Et puis il y aura aussi, parmi elles, des personnes âgées, malades ou fragiles, qui non seulement sont plus exposées que les autres mais qui en outre devront dépenser plus d'énergie pour se ravitailler –aller plus loin, attendre plus longtemps dans la file, rajouter une angoisse à la pile déjà haute de leurs inquiétudes. Sans gel, sans masque, sans solidarité.

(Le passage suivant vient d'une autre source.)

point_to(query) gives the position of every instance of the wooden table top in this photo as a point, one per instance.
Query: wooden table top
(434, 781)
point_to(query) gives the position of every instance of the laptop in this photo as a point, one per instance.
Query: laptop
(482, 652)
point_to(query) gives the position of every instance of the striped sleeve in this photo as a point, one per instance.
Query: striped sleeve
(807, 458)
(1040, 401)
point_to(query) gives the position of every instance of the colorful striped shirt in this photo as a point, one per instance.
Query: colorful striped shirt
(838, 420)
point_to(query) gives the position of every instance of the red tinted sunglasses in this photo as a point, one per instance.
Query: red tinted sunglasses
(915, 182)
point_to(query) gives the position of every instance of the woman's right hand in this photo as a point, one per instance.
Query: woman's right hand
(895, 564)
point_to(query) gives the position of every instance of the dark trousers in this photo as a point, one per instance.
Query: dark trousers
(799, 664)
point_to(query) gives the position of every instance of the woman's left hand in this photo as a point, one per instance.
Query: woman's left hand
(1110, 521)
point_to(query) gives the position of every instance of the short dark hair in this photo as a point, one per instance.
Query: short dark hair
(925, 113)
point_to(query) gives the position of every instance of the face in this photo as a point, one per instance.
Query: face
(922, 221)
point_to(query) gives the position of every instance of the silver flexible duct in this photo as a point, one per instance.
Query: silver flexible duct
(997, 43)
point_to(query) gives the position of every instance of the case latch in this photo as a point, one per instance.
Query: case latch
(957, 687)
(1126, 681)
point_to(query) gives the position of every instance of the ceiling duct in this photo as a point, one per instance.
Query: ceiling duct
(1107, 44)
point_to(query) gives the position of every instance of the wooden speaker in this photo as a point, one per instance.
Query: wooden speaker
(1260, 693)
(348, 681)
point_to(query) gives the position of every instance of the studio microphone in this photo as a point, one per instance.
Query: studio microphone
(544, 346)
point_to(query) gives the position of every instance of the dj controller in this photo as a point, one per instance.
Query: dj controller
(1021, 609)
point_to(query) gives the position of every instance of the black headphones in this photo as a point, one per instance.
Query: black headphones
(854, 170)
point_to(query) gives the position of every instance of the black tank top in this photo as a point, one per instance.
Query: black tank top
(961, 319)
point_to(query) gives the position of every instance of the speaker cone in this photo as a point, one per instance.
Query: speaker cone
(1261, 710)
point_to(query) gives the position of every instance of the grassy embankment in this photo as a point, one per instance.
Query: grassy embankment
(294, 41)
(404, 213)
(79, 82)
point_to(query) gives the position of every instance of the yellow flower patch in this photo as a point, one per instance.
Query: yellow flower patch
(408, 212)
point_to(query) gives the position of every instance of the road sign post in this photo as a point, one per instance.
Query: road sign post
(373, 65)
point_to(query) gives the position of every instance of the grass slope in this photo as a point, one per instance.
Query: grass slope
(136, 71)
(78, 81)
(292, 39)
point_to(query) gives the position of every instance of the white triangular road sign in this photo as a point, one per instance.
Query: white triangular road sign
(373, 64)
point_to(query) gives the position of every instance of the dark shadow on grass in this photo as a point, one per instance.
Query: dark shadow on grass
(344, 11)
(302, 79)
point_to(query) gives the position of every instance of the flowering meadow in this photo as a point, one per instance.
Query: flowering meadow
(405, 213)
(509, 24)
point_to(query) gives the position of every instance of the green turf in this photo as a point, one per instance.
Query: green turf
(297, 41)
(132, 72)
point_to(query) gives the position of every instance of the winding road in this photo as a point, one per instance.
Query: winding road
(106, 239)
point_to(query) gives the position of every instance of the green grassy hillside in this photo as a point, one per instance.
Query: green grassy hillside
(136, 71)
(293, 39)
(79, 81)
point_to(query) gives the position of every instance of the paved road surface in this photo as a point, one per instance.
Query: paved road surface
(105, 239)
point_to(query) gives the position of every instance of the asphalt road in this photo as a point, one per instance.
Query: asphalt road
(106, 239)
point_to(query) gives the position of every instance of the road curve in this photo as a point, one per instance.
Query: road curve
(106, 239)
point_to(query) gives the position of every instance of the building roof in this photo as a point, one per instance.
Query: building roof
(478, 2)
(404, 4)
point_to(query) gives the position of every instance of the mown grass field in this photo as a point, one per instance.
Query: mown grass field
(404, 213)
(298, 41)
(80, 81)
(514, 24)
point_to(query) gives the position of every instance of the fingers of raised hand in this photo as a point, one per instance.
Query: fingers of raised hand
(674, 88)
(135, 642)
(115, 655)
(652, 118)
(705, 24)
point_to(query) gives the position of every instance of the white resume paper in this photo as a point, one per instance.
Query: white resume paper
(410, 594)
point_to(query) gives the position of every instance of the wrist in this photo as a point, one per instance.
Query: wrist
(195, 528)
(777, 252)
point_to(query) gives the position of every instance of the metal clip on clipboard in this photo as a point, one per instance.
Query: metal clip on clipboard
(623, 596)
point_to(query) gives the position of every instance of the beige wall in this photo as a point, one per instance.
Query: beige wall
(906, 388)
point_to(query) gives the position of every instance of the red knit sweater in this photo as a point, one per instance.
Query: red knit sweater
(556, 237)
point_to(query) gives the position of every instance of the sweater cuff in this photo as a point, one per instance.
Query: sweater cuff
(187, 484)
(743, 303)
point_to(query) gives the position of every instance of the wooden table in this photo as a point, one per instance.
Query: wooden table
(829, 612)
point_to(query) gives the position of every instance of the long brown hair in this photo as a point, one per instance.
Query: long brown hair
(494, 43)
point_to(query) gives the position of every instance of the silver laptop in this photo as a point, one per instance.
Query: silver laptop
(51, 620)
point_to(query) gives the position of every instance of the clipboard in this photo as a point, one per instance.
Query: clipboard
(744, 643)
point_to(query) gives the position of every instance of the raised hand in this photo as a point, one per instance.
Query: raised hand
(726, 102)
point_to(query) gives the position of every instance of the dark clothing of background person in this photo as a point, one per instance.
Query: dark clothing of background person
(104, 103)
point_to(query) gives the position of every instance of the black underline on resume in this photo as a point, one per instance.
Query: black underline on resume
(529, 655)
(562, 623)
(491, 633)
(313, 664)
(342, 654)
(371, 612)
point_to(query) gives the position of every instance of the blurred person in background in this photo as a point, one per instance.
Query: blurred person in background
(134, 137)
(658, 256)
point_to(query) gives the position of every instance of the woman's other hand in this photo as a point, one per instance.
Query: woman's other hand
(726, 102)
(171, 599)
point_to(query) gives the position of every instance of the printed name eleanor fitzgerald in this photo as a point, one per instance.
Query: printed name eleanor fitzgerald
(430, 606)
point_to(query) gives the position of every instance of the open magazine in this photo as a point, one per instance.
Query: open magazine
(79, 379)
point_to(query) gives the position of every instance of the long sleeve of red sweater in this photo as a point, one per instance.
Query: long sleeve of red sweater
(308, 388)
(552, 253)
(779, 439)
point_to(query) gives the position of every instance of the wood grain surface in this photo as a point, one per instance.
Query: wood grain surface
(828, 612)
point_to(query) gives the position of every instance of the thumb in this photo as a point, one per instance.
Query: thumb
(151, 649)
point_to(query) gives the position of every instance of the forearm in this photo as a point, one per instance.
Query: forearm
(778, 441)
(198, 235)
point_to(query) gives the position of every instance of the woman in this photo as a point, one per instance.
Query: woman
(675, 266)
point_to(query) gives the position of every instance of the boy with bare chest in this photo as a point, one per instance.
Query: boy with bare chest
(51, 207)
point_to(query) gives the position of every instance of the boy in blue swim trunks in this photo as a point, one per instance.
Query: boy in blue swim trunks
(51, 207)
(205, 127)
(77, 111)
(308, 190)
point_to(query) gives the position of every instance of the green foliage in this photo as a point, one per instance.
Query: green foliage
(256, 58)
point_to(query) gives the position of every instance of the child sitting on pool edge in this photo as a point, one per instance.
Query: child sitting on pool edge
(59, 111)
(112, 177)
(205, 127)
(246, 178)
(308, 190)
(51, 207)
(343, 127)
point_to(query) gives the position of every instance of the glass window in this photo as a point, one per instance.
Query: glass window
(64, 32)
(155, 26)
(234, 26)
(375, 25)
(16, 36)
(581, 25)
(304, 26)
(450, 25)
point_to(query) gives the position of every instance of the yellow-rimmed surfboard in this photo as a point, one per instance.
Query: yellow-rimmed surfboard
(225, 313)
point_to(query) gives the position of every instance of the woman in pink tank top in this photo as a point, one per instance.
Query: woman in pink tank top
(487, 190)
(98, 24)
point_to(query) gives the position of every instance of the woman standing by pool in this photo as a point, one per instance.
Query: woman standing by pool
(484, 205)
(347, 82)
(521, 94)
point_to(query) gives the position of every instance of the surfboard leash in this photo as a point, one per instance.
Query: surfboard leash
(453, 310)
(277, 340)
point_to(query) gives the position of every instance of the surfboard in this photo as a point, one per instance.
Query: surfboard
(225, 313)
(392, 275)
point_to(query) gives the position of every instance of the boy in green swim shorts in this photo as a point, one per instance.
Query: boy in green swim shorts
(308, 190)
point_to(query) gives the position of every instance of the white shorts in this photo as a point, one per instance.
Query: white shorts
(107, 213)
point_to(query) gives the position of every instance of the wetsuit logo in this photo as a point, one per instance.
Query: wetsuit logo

La menace de la maladie a cela d'étrangement fascinant qu'elle fait ressortir ce qu'il y a de plus curieusement humain en nous. Chez certain·es, elle pousse à travailler des heures et des heures dans les hôpitaux, sans compter sa fatigue et les risques. Chez d'autres, elle fait ressortir les instincts les plus vils. Chez beaucoup, elle libère l'instinct de préservation, dont les manifestations sont désormais si éloignées de la réalité de notre survie (stocker du PQ? Pour survivre? Vraiment?).
Il serait tellement souhaitable que l'on puisse, pour une fois, mettre la survie des autres au moins au niveau de la nôtre et faire taire cette part reptilienne en nous.
Allez, reposez ce paquet de pâtes. Ce que vous perdrez en provisions, vous le gagnerez en dignité, et quelque part, quelqu'un de plus fragile que vous vous en saura gré.